Major stock indexes shook off an early stumble and finished with slight gains Friday as traders turned their attention to a key meeting of the Federal Reserve next week.
It was a quiet end to another turbulent week. Thanks largely to a big jump Tuesday, the market finished with a 2 percent gain for the week.
Energy stocks didn’t join the advance and fell along with the price of oil. Premier Li Keqiang also said Beijing will stick to plans for market-opening reforms despite recent “fluctuations” in economic performance.

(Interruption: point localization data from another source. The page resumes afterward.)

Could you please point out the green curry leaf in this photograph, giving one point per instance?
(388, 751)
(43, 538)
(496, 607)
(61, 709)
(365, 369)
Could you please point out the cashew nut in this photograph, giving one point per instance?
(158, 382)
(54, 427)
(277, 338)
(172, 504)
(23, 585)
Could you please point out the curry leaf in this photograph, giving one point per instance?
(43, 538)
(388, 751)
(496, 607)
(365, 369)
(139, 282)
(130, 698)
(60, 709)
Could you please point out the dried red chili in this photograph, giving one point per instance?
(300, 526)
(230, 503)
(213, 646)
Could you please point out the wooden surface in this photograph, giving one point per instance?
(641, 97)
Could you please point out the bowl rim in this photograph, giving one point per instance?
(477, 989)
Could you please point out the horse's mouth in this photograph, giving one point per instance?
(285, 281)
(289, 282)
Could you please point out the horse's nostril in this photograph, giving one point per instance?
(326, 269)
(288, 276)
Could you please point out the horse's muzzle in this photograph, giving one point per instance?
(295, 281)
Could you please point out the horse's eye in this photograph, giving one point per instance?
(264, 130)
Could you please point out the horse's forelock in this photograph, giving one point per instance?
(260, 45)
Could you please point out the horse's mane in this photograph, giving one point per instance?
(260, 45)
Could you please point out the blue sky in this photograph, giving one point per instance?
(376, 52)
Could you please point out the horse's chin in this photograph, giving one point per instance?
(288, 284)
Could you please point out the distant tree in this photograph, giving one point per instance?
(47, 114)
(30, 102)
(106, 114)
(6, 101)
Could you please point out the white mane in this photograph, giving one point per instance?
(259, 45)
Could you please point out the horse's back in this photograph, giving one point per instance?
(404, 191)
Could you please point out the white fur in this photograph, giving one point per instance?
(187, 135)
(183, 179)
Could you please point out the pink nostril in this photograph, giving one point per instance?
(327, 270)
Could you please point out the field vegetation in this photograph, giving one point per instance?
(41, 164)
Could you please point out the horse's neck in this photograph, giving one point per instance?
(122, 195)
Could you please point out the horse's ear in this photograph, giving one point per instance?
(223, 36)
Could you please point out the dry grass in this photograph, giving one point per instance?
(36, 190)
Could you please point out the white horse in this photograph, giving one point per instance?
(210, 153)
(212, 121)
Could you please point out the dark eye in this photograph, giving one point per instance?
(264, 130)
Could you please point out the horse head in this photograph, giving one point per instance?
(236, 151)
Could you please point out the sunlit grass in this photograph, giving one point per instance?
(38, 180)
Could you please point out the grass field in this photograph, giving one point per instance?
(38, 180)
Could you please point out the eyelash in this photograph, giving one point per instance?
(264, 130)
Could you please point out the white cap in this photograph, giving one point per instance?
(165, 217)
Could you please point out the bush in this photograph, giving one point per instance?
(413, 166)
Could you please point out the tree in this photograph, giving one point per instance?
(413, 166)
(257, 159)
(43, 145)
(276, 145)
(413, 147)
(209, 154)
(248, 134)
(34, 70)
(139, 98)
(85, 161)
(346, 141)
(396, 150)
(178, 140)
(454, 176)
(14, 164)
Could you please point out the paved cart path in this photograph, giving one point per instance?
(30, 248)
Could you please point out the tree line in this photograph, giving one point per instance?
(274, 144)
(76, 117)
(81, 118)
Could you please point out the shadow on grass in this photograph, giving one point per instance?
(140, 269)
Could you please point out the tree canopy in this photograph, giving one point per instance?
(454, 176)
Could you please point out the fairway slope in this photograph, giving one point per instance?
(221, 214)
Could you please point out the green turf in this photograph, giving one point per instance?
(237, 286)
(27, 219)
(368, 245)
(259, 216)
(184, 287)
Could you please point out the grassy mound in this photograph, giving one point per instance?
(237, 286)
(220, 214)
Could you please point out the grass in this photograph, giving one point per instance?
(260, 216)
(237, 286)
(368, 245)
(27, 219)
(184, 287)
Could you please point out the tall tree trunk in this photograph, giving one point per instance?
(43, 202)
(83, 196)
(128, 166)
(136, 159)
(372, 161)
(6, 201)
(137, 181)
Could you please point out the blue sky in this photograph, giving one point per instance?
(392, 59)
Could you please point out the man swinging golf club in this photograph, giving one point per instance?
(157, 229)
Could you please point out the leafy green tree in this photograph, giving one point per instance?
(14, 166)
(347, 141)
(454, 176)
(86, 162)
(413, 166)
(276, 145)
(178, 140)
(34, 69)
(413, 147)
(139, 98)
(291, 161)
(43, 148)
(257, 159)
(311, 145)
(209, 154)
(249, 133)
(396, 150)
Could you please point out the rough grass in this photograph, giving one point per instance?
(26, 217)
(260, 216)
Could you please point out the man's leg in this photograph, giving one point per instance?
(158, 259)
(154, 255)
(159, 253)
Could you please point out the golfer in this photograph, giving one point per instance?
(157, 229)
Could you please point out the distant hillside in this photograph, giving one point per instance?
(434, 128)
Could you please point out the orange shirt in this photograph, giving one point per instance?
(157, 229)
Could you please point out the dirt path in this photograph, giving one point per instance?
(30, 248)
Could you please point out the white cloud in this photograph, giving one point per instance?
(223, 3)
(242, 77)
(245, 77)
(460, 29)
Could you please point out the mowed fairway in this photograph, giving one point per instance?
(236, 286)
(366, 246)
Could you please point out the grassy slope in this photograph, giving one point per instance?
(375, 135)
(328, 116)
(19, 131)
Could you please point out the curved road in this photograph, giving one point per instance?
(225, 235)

Consumer sentiment fell to a reading of 85.7 in September on signs the global economy is worsening and after weeks of extreme volatility on stock markets.
The Standard & Poor’s 500 index increased eight points, or 0.5 percent, to 1,961. The Dow Jones Industrial Average added 0.34%, and the Nasdaq climbed 0.35%.
CRUDE: Benchmark USA crude fell $1.29 to close at $44.63 a barrel on the New York Mercantile Exchange. South Korea’s Kospi edged down 0.1 percent to 1,931.98. Rig operator Transocean fell 3.4 percent.
The video streaming company snapped a seven-day losing streak, gaining $4.23, or 4.5 percent, to $99.18 after the company said it would bring its service to four more Asian countries next year.
Goldman Sachs, Wall Street’s most influential voice in oil trading, slashed its 2016 forecast for USA crude prices to $45 a barrel from $57 previously, and Brent to $49.50 down from $62, citing oversupply and concerns over China’s economy. Britain’s FTSE 100 slipped 0.5 percent.
CHINA: Before traders return to their desks on Monday, a large batch of Chinese economic news will come out over the weekend. The dollar rose 0.7 percent against the euro to $1.1150 and gained against the yen, climbing 1.1 percent to 121.13.
“It’s all about whether the Fed indicates that they are going to do some kind of tightening”, said Tom di Galoma, head of rates and credit trading at ED&F Man Capital Markets in New York.
“The weekend release of Chinese retail sales, industrial production and fixed asset investment numbers means that Monday is likely to start with a bang”, Mahony said. The yield on the 10-year Treasury note held steady at 2.19 percent a day earlier.
Lower oil prices could have a positive side effect, though. Copper settled unchanged from the day before at $2.45 a pound. PetroChina (PTR – Get Report), Royal Dutch Shell (RDS.A – Get Report), Schlumberger (SLB – Get Report), and ConocoPhillips (COP – Get Report) were among the biggest losers, while the Energy Select Sector SPDR ETF (XLE) fell 1.4%.
– Natural gas fell 5.9 cents to close at $2.651 per 1,000 cubic feet.